Les Klikiss avaient monté des usines assez rapidement pour construire leur propre vaisseau spatial ! Depuis combien de temps existait-il ? Si les Klikiss pouvaient voyager de planète en planète sans leurs transportails, l’infestation se répandrait plus vite que les robots ne pourraient espérer la juguler !
Les Mantas établirent un tir de barrage pour repousser les éléments de la nef-essaim, mais elles ne pourraient pas tenir contre une attaque concertée de grande ampleur.
« À tous les robots, repliez-vous », transmit-il.
Il mena le Mastodonte dans une retraite précipitée. La taille de la nef-essaim croissait à mesure qu’elle incorporait de nouveaux éléments. Puis elle se lança à la poursuite des vaisseaux des FTD.

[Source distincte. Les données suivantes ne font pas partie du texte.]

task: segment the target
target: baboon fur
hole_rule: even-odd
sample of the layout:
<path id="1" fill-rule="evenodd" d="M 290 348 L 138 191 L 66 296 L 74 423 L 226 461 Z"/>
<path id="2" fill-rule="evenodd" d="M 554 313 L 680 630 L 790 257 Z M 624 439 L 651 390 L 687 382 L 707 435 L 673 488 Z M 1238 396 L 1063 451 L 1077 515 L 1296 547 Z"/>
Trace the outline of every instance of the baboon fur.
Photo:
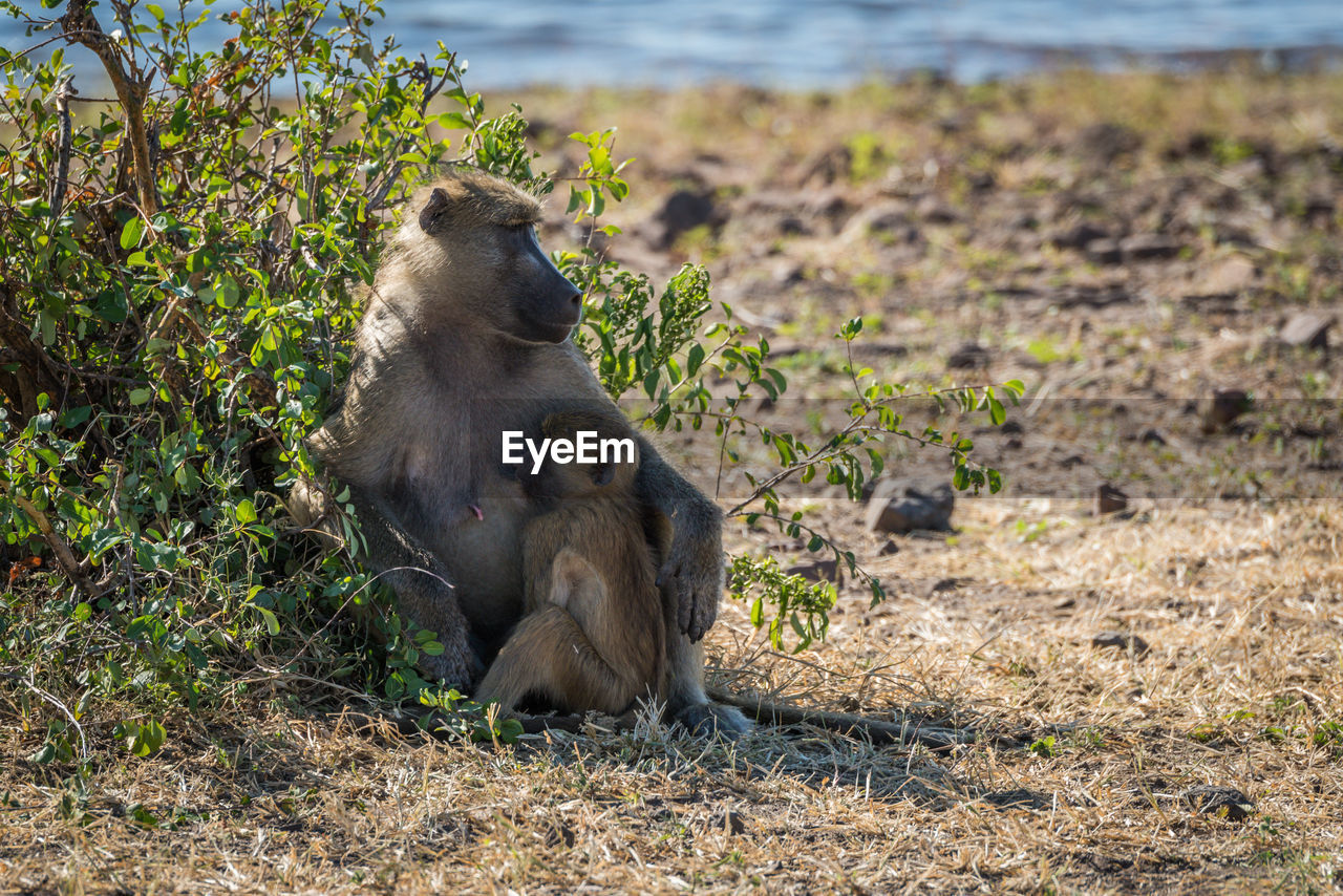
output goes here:
<path id="1" fill-rule="evenodd" d="M 533 196 L 481 172 L 420 189 L 375 277 L 342 400 L 309 441 L 349 488 L 356 552 L 445 647 L 423 672 L 458 685 L 525 609 L 521 533 L 539 502 L 502 469 L 502 431 L 584 404 L 619 414 L 569 339 L 580 296 L 537 246 L 539 219 Z M 696 729 L 743 731 L 737 709 L 708 701 L 698 643 L 723 591 L 721 512 L 638 443 L 634 492 L 662 533 L 667 708 Z M 338 537 L 326 490 L 298 484 L 290 509 Z"/>
<path id="2" fill-rule="evenodd" d="M 544 438 L 575 441 L 582 431 L 633 437 L 629 422 L 610 412 L 567 411 L 541 423 Z M 478 700 L 510 712 L 530 693 L 567 712 L 610 715 L 638 697 L 661 700 L 667 623 L 634 493 L 637 472 L 638 457 L 549 459 L 536 474 L 522 474 L 541 508 L 522 528 L 525 615 L 477 689 Z"/>

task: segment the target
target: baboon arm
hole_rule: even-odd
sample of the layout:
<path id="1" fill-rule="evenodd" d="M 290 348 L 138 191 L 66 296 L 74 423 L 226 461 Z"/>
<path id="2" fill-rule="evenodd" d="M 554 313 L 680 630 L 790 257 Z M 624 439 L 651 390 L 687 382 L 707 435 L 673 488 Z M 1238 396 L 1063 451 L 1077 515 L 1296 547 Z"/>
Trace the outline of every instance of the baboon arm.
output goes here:
<path id="1" fill-rule="evenodd" d="M 470 625 L 443 564 L 407 533 L 396 513 L 364 489 L 351 488 L 364 549 L 360 559 L 396 592 L 403 615 L 428 629 L 443 645 L 436 657 L 422 654 L 420 668 L 434 678 L 469 688 L 481 673 L 470 645 Z"/>
<path id="2" fill-rule="evenodd" d="M 497 701 L 502 712 L 510 713 L 529 693 L 564 709 L 616 715 L 638 696 L 638 685 L 596 652 L 564 607 L 549 604 L 517 625 L 475 699 Z"/>
<path id="3" fill-rule="evenodd" d="M 639 439 L 639 500 L 666 519 L 669 544 L 658 545 L 658 586 L 676 607 L 677 627 L 692 642 L 704 637 L 723 598 L 723 512 Z"/>

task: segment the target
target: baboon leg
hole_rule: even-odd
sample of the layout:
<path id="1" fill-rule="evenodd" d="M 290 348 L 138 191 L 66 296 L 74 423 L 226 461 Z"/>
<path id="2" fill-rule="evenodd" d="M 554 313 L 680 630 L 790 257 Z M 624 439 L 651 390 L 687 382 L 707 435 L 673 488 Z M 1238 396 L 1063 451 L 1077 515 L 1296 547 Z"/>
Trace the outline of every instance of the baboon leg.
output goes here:
<path id="1" fill-rule="evenodd" d="M 704 645 L 690 643 L 667 606 L 667 712 L 697 735 L 737 737 L 751 723 L 736 707 L 710 703 L 704 692 Z"/>
<path id="2" fill-rule="evenodd" d="M 290 512 L 302 525 L 316 523 L 326 537 L 344 543 L 337 519 L 329 513 L 320 519 L 318 508 L 325 512 L 322 501 L 320 492 L 305 485 L 302 492 L 293 494 Z M 407 533 L 385 502 L 356 488 L 351 488 L 351 502 L 359 517 L 364 547 L 349 547 L 377 574 L 379 582 L 396 592 L 398 610 L 420 629 L 432 631 L 443 645 L 443 653 L 436 657 L 420 654 L 420 672 L 430 678 L 470 688 L 482 672 L 481 660 L 471 647 L 470 623 L 443 564 Z M 376 627 L 373 633 L 377 634 Z"/>
<path id="3" fill-rule="evenodd" d="M 571 711 L 623 711 L 646 682 L 635 670 L 614 666 L 588 634 L 596 631 L 592 626 L 612 623 L 603 619 L 612 607 L 602 578 L 569 548 L 561 548 L 549 568 L 530 552 L 524 560 L 532 613 L 500 650 L 477 700 L 496 700 L 508 712 L 526 693 L 539 693 Z"/>
<path id="4" fill-rule="evenodd" d="M 561 709 L 616 715 L 630 705 L 637 688 L 602 658 L 568 610 L 551 604 L 517 625 L 475 699 L 494 700 L 512 712 L 518 700 L 535 693 Z"/>

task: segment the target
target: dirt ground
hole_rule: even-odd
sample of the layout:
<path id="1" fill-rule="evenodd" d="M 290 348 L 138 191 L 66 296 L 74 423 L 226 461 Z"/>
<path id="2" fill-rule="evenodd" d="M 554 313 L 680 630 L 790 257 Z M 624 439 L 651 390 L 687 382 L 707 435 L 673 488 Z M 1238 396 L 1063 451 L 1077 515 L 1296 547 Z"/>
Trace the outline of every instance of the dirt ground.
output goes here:
<path id="1" fill-rule="evenodd" d="M 733 603 L 708 638 L 720 686 L 967 743 L 643 719 L 471 746 L 273 689 L 184 716 L 152 759 L 109 747 L 74 823 L 26 759 L 39 733 L 4 727 L 0 893 L 1338 891 L 1340 97 L 1339 75 L 1085 73 L 528 91 L 561 175 L 564 136 L 619 126 L 638 161 L 610 251 L 655 281 L 709 266 L 790 377 L 755 412 L 842 415 L 830 334 L 855 316 L 890 382 L 1026 383 L 1006 427 L 944 420 L 1007 481 L 959 497 L 954 531 L 869 532 L 862 505 L 790 493 L 888 600 L 842 583 L 796 656 Z M 545 243 L 584 238 L 552 206 Z M 708 433 L 665 445 L 741 497 L 704 473 Z M 889 463 L 950 478 L 929 450 Z M 727 547 L 811 559 L 741 521 Z"/>

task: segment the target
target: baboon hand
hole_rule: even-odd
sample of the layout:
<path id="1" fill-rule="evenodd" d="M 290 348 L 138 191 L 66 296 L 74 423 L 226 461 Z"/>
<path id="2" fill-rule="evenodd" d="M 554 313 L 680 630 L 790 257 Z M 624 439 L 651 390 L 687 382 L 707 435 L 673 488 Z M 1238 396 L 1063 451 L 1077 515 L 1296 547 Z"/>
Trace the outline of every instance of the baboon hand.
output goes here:
<path id="1" fill-rule="evenodd" d="M 696 642 L 713 626 L 723 596 L 723 540 L 717 529 L 677 529 L 658 586 L 677 609 L 677 626 Z"/>
<path id="2" fill-rule="evenodd" d="M 481 658 L 475 656 L 465 631 L 455 633 L 457 637 L 439 635 L 443 653 L 436 657 L 422 653 L 419 660 L 420 672 L 430 678 L 455 685 L 458 690 L 471 690 L 485 673 Z"/>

DP et QT attendaient à leurs postes d’artillerie.
— Doit-on ouvrir le feu ?
— Seulement en mode défensif, répondit Sirix. (Il venait d’estimer leurs chances de victoire, et savait qu’ils ne pouvaient abattre toutes leurs cibles.) On ne peut lutter contre une nef-essaim de cette taille.
Il transmit ses ordres, et sa flotte s’éloigna en hâte.
La situation était pire qu’il l’avait imaginé. Alors qu’ils battaient en retraite, il marmonna :
— L’éventail des possibilités qui nous restent se réduit comme peau de chagrin.